No, that isn't the case. Sorry my TL;DR version of this technique was not clear enough. Here's more info

  1. Consider the scenario where a client is creating a set of objects that have relationships among each other.
  2. For each new object the client generates some temporary id, this becomes the value of __id__. Internally on the client, these temporary ids are used to link the object relationships until such time as a canonical server side id is known.
  3. At some point the user clicks "save", and all these new objects are POSTed in bulk to the server. The attributes section includes the __id__ key with the temporary id value. Notably the ACTUAL json id field is null.
  4. Server side, Katharsis does everything as normal, except when it comes to serializing the response it mirrors the __id__.
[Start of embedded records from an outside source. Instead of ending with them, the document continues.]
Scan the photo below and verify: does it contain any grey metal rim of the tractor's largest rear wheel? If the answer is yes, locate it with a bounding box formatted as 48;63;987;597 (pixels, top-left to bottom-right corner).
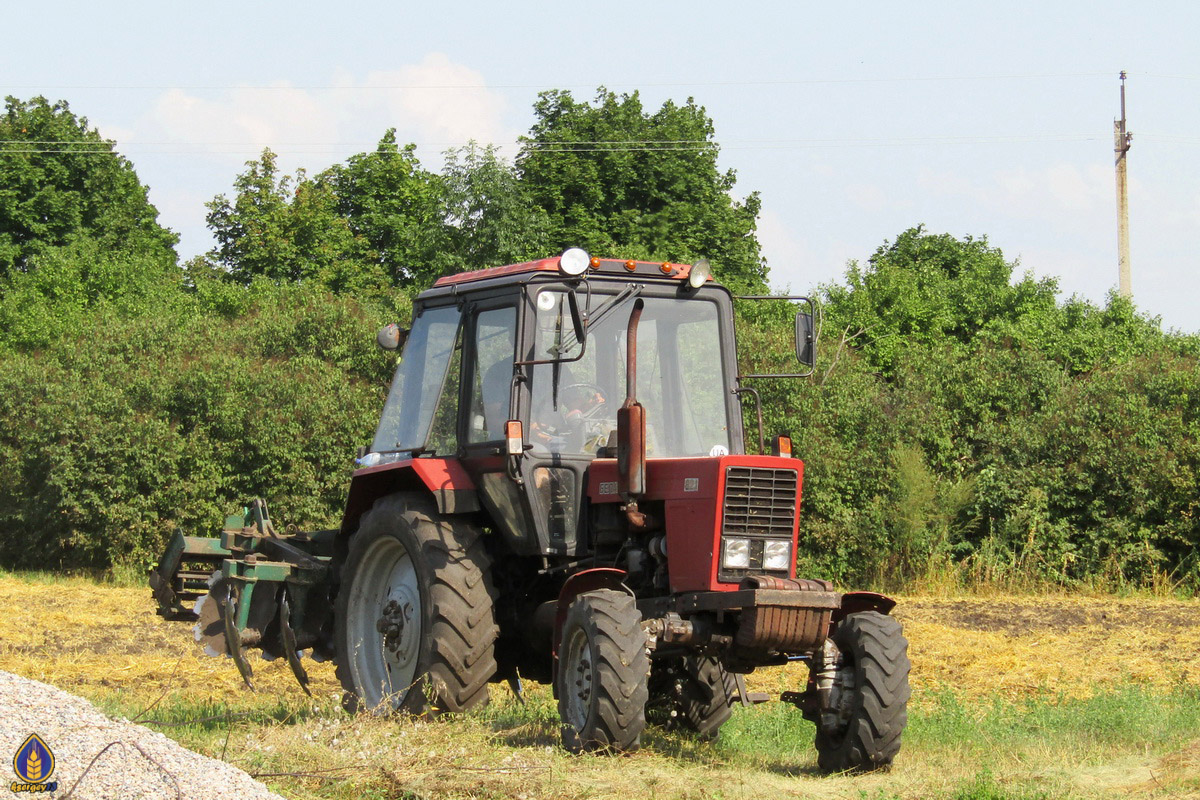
347;536;422;710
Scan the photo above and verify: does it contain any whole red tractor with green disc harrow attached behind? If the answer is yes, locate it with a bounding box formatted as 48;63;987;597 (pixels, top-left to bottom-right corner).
151;248;908;771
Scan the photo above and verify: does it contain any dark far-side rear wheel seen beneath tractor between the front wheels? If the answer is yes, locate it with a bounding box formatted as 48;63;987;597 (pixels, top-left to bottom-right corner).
648;656;738;739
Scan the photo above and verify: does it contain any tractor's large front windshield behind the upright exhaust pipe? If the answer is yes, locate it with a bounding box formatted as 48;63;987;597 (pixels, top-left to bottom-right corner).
529;289;730;458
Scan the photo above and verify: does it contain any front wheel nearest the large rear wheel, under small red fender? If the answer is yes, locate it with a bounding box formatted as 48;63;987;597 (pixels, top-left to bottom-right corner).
556;589;650;753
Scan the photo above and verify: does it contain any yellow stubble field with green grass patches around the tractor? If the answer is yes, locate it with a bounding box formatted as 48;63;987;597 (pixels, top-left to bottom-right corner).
0;575;1200;800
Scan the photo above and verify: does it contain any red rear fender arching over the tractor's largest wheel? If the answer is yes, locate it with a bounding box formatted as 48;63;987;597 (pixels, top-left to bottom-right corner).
341;458;479;536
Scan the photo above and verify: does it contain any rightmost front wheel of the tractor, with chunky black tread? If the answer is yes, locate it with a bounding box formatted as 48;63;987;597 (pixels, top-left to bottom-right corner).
816;612;910;772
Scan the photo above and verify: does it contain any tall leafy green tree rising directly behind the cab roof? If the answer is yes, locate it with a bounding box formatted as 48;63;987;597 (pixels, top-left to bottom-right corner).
517;89;767;289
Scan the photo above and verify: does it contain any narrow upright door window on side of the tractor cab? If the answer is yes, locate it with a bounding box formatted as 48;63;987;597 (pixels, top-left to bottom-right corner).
467;306;517;443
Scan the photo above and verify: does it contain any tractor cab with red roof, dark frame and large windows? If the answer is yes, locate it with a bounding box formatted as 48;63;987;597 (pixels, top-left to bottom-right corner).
364;251;743;557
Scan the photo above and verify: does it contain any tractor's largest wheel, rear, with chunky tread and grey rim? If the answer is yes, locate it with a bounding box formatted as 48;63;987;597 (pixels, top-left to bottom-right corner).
334;493;498;714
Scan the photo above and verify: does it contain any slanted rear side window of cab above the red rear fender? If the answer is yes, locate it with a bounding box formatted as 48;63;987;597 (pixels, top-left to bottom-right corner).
371;306;458;452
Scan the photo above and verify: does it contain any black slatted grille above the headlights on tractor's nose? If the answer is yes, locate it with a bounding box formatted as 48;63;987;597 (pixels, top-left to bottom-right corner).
721;467;797;539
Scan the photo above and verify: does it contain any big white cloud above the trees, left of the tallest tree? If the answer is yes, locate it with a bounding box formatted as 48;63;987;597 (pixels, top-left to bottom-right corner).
114;53;517;258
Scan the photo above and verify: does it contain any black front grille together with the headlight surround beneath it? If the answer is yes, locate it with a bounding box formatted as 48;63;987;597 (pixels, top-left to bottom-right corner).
718;467;798;582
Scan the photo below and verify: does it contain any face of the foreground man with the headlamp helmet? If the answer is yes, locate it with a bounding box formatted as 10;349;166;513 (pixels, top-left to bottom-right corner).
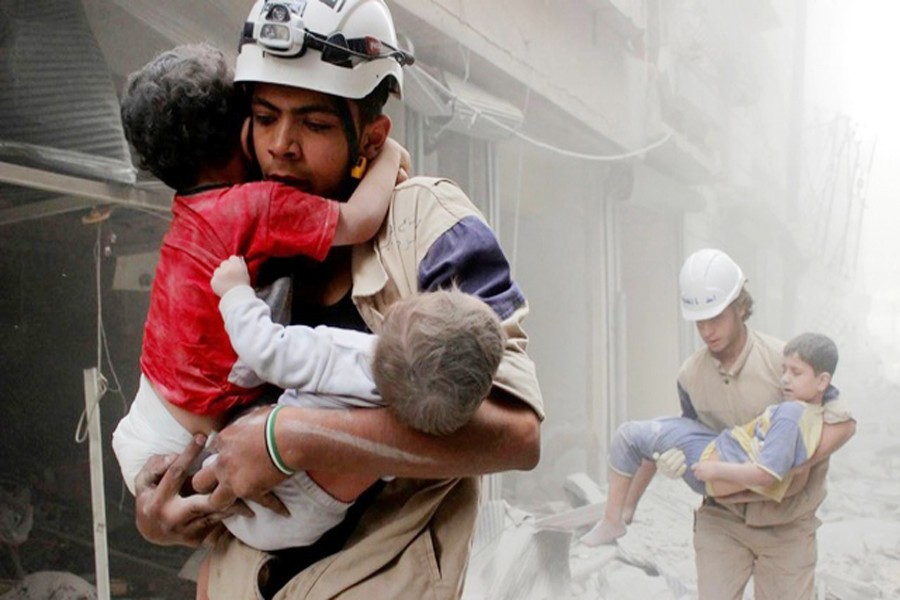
251;83;356;199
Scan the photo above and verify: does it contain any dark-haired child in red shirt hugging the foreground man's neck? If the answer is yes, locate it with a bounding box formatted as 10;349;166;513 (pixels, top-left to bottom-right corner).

The entities in a result from a successful POST will have:

  1. a non-null json api id -> the canonical server side id
  2. a __id__ attribute that is the temporary client id that was POSTed

What's the result? It allows the client to update its local store by assigning the entity with __id__ to the canonical server side `id.

This allows for the creation of complex relationships without real client side id generation, and importantly it ensures the request can happen in an atomic transaction.

Ramblurr commented 7 years ago

Additionally:

Egh: sorry for the open/close spam, my finger slipped.

remmeier commented 7 years ago
Ramblurr commented 7 years ago

@remmeier Yes I agree with your points. Perhaps you have time to lay out a set of [ ] that could be used as a roadmap to implement this? I'm happy to do the grunt work.

remmeier commented 7 years ago

no longer needed

NetForce1 commented 6 years ago

@remmeier Could you give some extra information about why this is no longer needed? I was looking for something like this today, and came upon this issue. Is it implemented somehow already in Katharsis 3.0?